Confirmation of infection and quantification of Helicobacter DNA from cecal contents.

DNA samples isolated from cecal contents were submitted to a diagnostic lab (IDEXX BioResearch, Columbia, MO) to confirm infection status by using species-specific primers for H. hepaticus and H. ganmani.

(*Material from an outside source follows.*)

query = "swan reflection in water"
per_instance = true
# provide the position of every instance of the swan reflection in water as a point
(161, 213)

By using quantitative RT–PCR analysis and previously described genus-specific Helicobacter primers, DNA extracted from cecal contents was processed to determine the relative number of Helicobacter DNA copies.^1,25 A standard curve was generated from serial dilutions of DNA isolated from a pure culture of H. hepaticus. Estimates of the number of Helicobacter genome copies in the standards were based on a genome size of 1.8 Mb and a molecular mass of 1.09 × 10⁹ Da.²⁷ Each sample was assayed in duplicate in 20-μL reactions that each contained 0.5 μL of each primer, 0.4 μL 3 mM MgCl₂, 10.0 μL QuantiTect SYBR Green PCR Master Mix (Qiagen), 4.6 μL nuclease-free water, and 4.0 μL sample DNA. Reactions were performed in a real-time rotary thermocycler (Rotor-Gene Q; Qiagen) using the following parameters: incubation at 95 °C for 15 min, 15 s of denaturation at 94 °C (40 cycles), 20 s of annealing at 58 °C, and 30 s of extension at 72 °C. Fluorescence was monitored at the end of each extension phase (Rotor-Gene 1.7.94 software, Qiagen). Technical replicates were averaged, and normalization of each biologic replicate was performed by dividing the number of detected copies of Helicobacter 16S rRNA by the amount of template DNA used in the PCR reaction (16S rRNA copies per nanogram DNA).

Cecal RNA extraction and reverse transcription.

Frozen ceca were thawed in a solution of phenol and guanidine isothiocyanate (TRIzol Reagent, Invitrogen, Carlsbad, CA). Ceca then were homogenized (Tissuelyser, Qiagen) for 4 min at 30 Hz. Total RNA was isolated according to the manufacturer's protocol (TriZol Reagent; Invitrogen) and extracted RNA was dissolved in 40 μL water treated with diethyl pyrocarbonate (Sigma–Aldrich). RNA purity and quantity were assessed by absorbance at 260 and 280 nm (Nanodrop). Extracted RNA (5 μg each sample) was reverse-transcribed according to the manufacturer's protocol (Superscript, Invitrogen) by using M-MLV reverse transcriptase and oligo(dT) primers. The resulting cDNA was diluted in water treated with diethyl pyrocarbonate to produce a final concentration of 20 ng/μL.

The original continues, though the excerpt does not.